Usually a TIN Validation Error AIRTN500 indicates to the employer that the reported employee’s last name and Social Security Number do not match IRS records. This is similar to a W2 mismatch and can happen for several reasons. A female may be working under her new married name, but her SSN still shows her maiden name. In cases of very long or hyphenated last names, the employer may only be reporting a portion of the name that the IRS has on file. If you are reporting covered dependents, the mismatch might be caused by such a situation with one of them. Anyone you report in the file can cause a TIN Validation Error AIRTN500. This also includes the employer; be sure to confirm that the FEIN you report for every ALE included on the 1094-C is correct.
If you are notified of a TIN Validation Error AIRTN500, the first thing you need to do as an employer is confirm that the information you reported matches the information that the employee furnished to you when hired. Check that I-9!
If you reported what they gave you, the IRS is not going to be much help. They can only say that there was a mismatch – no more. You may need to ask the employee to contact the IRS at (800) 829-1040 to find out exactly what name is listed for their SSN, or they can visit their local SSA or IRS office. Remember, you cannot do this for the employee.
If you want to make new attempts at submitting files, you can try some creative options like reversing the order on those hyphenated last names, or submitting a SSN Verification file to the SSA to rule out mismatches on employees. For covered individuals, you do not have to report SSN; you might want to just report birth dates if that is where the problem lies.
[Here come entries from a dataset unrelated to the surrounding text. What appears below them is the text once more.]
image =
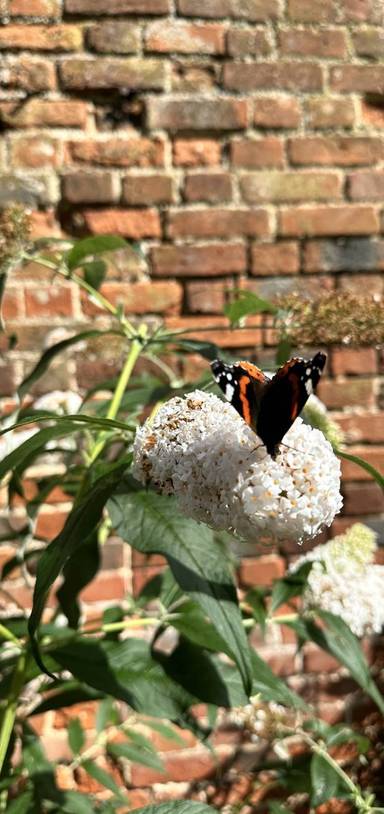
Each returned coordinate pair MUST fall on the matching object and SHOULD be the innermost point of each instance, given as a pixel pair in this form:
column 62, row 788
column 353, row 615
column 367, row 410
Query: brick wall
column 242, row 143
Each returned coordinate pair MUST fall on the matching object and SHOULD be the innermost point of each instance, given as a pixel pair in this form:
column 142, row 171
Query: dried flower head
column 200, row 450
column 345, row 580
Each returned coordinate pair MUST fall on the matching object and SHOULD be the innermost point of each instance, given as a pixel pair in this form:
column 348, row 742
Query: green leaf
column 80, row 522
column 325, row 781
column 363, row 464
column 104, row 778
column 91, row 246
column 152, row 523
column 48, row 355
column 76, row 737
column 247, row 302
column 289, row 586
column 94, row 273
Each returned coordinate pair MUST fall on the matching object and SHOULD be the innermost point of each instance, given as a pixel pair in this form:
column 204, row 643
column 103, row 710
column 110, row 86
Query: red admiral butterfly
column 269, row 406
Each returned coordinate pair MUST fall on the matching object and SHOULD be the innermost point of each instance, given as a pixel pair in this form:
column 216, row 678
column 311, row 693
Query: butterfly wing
column 285, row 396
column 243, row 385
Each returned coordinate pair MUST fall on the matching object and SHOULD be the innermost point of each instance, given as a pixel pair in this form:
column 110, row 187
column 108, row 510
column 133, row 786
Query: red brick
column 31, row 75
column 120, row 152
column 275, row 258
column 147, row 189
column 141, row 298
column 35, row 151
column 205, row 297
column 366, row 186
column 214, row 260
column 252, row 10
column 207, row 223
column 86, row 187
column 277, row 112
column 196, row 153
column 290, row 186
column 263, row 152
column 342, row 151
column 133, row 223
column 353, row 361
column 326, row 112
column 41, row 37
column 44, row 113
column 294, row 76
column 326, row 43
column 305, row 11
column 372, row 455
column 197, row 113
column 362, row 427
column 244, row 41
column 358, row 78
column 34, row 8
column 325, row 220
column 112, row 72
column 110, row 37
column 362, row 498
column 177, row 36
column 359, row 392
column 117, row 7
column 211, row 187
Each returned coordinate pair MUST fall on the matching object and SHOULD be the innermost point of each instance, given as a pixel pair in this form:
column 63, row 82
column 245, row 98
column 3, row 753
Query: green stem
column 9, row 715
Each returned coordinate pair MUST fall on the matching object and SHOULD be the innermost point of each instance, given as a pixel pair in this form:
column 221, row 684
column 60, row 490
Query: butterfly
column 269, row 405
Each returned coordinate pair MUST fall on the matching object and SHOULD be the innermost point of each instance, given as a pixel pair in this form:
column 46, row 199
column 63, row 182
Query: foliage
column 50, row 666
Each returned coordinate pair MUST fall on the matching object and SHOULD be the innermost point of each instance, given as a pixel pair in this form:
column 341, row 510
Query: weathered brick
column 31, row 75
column 205, row 297
column 215, row 260
column 277, row 112
column 207, row 223
column 86, row 187
column 244, row 41
column 35, row 151
column 133, row 223
column 366, row 185
column 345, row 254
column 185, row 38
column 305, row 11
column 41, row 37
column 369, row 42
column 197, row 113
column 156, row 297
column 290, row 186
column 119, row 152
column 252, row 10
column 111, row 72
column 44, row 113
column 342, row 151
column 112, row 37
column 117, row 7
column 326, row 220
column 211, row 187
column 275, row 258
column 325, row 112
column 325, row 42
column 263, row 152
column 362, row 498
column 357, row 78
column 294, row 76
column 147, row 189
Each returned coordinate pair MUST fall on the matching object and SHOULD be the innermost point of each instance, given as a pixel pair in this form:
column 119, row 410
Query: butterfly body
column 269, row 406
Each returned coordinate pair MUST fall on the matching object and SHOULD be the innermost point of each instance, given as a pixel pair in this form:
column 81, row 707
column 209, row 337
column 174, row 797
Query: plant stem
column 9, row 715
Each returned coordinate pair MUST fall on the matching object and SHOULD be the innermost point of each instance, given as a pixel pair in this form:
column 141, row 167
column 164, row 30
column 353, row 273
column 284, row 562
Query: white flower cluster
column 199, row 449
column 345, row 580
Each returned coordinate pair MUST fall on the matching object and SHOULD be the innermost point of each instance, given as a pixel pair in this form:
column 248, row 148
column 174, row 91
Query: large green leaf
column 91, row 246
column 152, row 523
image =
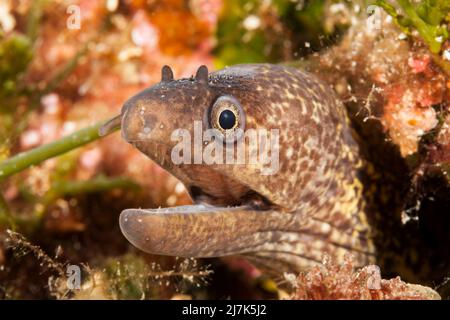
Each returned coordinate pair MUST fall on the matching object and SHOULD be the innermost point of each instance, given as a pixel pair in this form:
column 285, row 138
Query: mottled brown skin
column 282, row 222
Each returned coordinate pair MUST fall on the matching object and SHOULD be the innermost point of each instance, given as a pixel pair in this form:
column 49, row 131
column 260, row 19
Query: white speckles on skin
column 315, row 112
column 289, row 152
column 289, row 95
Unfortunately, there will be some instances when you will not be able to resolve some TIN Validation Error AIRTN500s. Terminated employees that you cannot reach for confirmation of information are the most common problem. When this happens, the IRS expects you to have the data collected when the employee was hired. If that was wrong according to IRS, then by December 31 of the year when you received the TIN Validation Error, they expect you to solicit the employee for correct data. If you do not receive correct data, a second request is expected by December 31 of the following year. If you still do not receive correct data, the IRS does not expect any further action on the employer’s part.